3.2 Partitions — Parallelism + Scale
A topic is divided into partitions, each an independent append-only log.
Why?
| Need | Solution |
|---|---|
| Higher throughput | Multiple partitions allow parallel writes |
| Scalability | Spread partitions across machines |
| Ordering | Preserved within a partition |
Tradeoff: Kafka guarantees ordering per partition, not across the entire topic.
3.3 Brokers — The Kafka Servers
A broker is a Kafka server that stores partitions.
A Kafka cluster = many brokers.
Each partition lives on one broker as leader and is replicated to others as followers.
3.4 Replication — Surviving Failures
Kafka copies each partition to multiple brokers.
| Concept | Purpose |
|---|---|
| Leader replica | Handles all reads/writes |
| Follower replicas | Stay in sync, take over if leader dies |
If a broker crashes → another replica becomes leader → system continues.
Chapter 4. Producers — Writing to the Log
A producer sends messages to Kafka.
Key first-principle idea:
- Producers don’t talk to consumers directly.

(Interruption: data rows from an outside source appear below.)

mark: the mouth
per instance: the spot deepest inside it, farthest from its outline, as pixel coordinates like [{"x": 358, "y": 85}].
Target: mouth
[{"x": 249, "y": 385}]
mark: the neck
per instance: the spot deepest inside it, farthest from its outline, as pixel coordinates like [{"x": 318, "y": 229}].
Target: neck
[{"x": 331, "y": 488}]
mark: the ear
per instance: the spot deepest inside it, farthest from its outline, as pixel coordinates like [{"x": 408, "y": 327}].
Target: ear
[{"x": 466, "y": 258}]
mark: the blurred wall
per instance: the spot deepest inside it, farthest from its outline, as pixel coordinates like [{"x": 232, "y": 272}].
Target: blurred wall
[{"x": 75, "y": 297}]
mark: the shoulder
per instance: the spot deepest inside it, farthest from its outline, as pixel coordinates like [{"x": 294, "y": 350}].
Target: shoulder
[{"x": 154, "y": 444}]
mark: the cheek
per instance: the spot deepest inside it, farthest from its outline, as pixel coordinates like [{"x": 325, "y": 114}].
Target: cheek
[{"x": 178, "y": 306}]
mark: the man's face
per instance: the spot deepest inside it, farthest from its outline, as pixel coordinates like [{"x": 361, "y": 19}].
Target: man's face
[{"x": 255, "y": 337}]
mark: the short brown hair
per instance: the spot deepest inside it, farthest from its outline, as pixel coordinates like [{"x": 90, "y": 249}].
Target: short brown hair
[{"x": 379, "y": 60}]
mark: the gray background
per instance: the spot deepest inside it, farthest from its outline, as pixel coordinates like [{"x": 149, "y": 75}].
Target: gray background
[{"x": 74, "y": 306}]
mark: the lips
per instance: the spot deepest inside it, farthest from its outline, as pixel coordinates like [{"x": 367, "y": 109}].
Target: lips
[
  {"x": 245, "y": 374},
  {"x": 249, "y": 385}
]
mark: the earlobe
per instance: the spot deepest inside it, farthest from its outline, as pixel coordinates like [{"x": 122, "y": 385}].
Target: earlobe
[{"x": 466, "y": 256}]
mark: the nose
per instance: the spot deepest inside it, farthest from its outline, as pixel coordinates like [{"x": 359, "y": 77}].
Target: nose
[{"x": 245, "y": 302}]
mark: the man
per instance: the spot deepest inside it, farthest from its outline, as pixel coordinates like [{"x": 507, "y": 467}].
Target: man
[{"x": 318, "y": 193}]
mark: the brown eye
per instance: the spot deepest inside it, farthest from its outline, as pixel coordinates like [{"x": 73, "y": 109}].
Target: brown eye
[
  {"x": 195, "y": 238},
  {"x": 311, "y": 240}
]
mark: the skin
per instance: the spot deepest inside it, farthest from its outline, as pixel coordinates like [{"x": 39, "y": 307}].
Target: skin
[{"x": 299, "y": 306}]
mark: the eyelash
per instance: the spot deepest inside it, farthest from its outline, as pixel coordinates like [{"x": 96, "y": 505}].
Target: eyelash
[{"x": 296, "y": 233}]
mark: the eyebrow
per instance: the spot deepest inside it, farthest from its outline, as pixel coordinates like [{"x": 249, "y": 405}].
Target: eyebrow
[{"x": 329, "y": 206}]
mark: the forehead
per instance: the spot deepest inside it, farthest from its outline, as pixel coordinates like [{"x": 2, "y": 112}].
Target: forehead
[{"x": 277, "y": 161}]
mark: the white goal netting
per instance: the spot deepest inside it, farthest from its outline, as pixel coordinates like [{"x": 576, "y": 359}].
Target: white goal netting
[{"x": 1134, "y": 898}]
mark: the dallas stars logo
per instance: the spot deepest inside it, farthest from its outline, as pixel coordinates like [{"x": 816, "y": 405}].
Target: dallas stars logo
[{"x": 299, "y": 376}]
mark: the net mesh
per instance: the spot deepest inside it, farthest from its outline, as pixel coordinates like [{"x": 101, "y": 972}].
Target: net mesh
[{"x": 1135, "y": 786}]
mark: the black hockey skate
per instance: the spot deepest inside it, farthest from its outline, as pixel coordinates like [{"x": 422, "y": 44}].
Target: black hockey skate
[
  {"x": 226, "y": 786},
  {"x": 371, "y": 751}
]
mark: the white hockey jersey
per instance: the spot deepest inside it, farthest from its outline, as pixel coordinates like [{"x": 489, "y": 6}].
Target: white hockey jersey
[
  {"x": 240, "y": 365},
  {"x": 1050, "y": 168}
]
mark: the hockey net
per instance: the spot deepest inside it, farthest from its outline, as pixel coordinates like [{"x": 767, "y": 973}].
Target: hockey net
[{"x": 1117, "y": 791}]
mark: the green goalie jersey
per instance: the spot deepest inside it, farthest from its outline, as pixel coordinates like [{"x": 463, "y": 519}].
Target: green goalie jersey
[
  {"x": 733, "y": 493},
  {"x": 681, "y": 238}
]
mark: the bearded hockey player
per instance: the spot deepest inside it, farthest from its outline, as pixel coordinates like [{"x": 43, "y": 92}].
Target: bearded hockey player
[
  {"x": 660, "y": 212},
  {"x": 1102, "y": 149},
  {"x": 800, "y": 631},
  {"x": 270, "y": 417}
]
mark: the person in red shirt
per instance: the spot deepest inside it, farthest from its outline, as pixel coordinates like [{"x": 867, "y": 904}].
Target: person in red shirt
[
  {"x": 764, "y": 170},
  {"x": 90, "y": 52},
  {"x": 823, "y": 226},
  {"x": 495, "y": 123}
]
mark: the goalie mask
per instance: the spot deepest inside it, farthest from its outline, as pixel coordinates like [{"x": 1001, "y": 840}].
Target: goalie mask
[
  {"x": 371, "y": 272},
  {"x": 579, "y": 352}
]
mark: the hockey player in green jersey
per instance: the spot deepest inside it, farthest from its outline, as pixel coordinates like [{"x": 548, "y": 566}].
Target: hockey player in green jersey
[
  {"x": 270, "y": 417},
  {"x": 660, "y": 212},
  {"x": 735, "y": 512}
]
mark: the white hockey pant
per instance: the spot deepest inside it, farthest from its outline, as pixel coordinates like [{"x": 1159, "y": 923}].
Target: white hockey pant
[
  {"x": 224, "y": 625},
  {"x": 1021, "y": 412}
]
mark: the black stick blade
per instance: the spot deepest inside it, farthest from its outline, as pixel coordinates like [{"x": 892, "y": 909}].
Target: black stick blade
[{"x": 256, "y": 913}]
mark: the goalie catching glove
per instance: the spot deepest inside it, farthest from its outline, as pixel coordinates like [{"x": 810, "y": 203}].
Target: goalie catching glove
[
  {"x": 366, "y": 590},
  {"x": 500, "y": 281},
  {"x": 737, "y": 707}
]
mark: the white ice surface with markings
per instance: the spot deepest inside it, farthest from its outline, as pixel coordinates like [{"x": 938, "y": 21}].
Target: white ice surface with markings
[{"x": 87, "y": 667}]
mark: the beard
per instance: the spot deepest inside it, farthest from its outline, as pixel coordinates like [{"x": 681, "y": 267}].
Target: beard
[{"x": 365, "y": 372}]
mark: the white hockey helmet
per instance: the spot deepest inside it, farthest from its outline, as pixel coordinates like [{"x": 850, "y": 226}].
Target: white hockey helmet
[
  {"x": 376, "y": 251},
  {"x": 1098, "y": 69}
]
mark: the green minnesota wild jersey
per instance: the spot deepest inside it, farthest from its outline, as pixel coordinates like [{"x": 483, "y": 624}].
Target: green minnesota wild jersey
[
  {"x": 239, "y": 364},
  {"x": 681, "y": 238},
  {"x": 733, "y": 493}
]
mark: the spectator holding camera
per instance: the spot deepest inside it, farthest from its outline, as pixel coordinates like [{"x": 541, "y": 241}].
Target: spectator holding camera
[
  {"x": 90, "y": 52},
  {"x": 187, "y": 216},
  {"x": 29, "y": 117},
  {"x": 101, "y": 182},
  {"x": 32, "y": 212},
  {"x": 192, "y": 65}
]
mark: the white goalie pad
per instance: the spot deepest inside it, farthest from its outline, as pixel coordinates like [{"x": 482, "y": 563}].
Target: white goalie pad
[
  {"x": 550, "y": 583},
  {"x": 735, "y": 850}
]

They just append to a shared log.
How partitioning works
-
A producer decides which partition a message goes to by:
-
Hashing a key (e.g., user_id)
- Round robin
- Custom logic
This enables Load balancing
Chapter 5. Consumers — Reading Independently
Consumers don’t receive pushes. They pull proactively from Kafka.
Each message has an offset — its position in the partition log.
Consumers track their own offsets: | Benefit | Explanation | |—|—| | Replay data | Reset offset to reprocess history | | Independent speeds | Slow consumer doesn’t block fast one | |Fault recovery | Resume from last committed offset |
Kafka stores data — it does not track who has read it (except offsets stored by consumer groups). Kafka introduces the concept of a consumer group. A consumer group is a set of consumers cooperating to read a topic.
Key rule: Each partition is assigned to exactly one consumer within a group. A consumer does not “choose” a partition manually. Kafka assigns partitions to consumers in a group automatically.
Chapter 6. Consumer Groups — Parallel Processing
If multiple instances of a service read a topic:
- Kafka assigns partitions across them
- Each partition is consumed by only one consumer in the group
This gives horizontal scalability: More partitions → more consumers → more throughput
Chapter 7. Durability and Delivery Guarantees
Kafka allows tuning reliability vs performance.
Acknowledgment levels | Setting | Meaning | |—|—| | acks=0 | Fire and forget | | acks=1 | Leader confirms write | | acks=all | All replicas confirm write |
Delivery semantics | Type | What It Means | |—|—| |At most once | No retries → possible data loss | | At least once | Retries → possible duplicates | |Exactly once | Idempotent producers + transactional writes |
Exactly-once requires coordination between producer, Kafka, and consumer logic.
Chapter 8. Retention — Kafka Is Not Just a Queue
Traditional queues delete messages after consumption. Kafka retains data for a configured time or size, regardless of consumption.
This enables:
- Reprocessing history
- Auditing
- Bootstrapping new services from old data
Kafka becomes a source of truth for event history, not just a transport layer.
Chapter 9. When Kafka Is the Right Tool
Kafka excels when you need:
- High-throughput event ingestion
- Decoupled microservices
- Event sourcing
- Real-time analytics pipelines
- Durable data streaming
Chapter 10. When Kafka Is NOT Ideal
Kafka is not a replacement for:
| Use Case | Better Tool |
|---|---|
| Low-latency RPC | REST/gRPC |
| Simple task queues | RabbitMQ/SQS |
| Strong relational queries | SQL database |
Kafka is optimized for streaming logs, not transactional queries.